La liberté guidant le peuple
Alors que les élections présidentielles américaines se profilent au cours de l’année 2015, Tom King, scénariste du comics The Vision, émet l’envie de parodier le système politique en y incorporant la divinité Asgardienne de la malice et des mensonges, Loki. Malgré l’engouement suscité par le projet initialement intitulé Loki for America, il est contraint de l’abandonner pour se consacrer à l’écriture d’une nouvelle série : Batman. Il confie l’exploitation de ses idées à Marvel, et la tâche incombe à Langdon Foss et Christopher Hastings d’étoffer les premières ébauches de King pour développer une trame complète, tout en scrutant d’un œil avisé l’actualité politique.

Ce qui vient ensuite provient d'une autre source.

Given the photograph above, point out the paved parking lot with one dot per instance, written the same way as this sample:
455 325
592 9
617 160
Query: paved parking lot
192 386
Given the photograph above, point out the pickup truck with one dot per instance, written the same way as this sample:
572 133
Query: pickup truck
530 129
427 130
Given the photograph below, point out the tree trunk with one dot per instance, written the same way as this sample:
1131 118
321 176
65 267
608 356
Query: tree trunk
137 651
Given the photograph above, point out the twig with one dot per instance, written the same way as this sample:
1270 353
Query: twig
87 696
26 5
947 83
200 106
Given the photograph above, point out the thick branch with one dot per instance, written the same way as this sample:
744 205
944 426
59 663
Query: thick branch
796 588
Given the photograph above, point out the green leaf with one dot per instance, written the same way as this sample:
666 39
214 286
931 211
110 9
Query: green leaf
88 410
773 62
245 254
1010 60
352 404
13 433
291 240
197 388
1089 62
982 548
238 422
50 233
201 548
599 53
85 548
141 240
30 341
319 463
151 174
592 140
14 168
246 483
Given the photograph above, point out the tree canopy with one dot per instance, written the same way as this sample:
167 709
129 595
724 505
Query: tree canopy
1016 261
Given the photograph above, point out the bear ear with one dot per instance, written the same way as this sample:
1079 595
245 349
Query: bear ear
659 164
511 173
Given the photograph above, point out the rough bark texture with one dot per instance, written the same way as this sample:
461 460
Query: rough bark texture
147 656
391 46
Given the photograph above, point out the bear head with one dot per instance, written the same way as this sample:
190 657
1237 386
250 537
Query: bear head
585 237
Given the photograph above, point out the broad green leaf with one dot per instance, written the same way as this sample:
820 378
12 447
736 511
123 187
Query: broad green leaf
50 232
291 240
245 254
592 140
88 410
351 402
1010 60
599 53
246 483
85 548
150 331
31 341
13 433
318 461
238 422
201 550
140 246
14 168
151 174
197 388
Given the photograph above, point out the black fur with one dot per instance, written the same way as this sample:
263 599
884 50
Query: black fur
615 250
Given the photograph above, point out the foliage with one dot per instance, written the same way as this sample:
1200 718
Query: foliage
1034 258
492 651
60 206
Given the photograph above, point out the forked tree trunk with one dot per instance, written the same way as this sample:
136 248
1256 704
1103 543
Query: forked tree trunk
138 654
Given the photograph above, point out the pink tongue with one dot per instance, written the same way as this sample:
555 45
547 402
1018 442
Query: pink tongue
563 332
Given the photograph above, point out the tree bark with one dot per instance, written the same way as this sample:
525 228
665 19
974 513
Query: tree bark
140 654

Si le synopsis original se focalisait sur l’investiture du dieu nordique, la nouvelle version proposée par Foss et Hastings propose au lecteur de suivre une course frénétique à la présidence dans laquelle Loki s’est immiscé malgré lui, sous la forme d’un thriller politique rempli de rebondissements. Le récit débute à la suite d’un débat entre les représentants du Parti Démocrate et Républicain, une conférence de presse est organisée avec les deux membres des partis traditionnels américains. Alors que des terroristes de l’organisation Hydra tentent d’assassiner les politiciens, Loki s’interpose et se présente de façon détournée comme candidat potentiel aux élections.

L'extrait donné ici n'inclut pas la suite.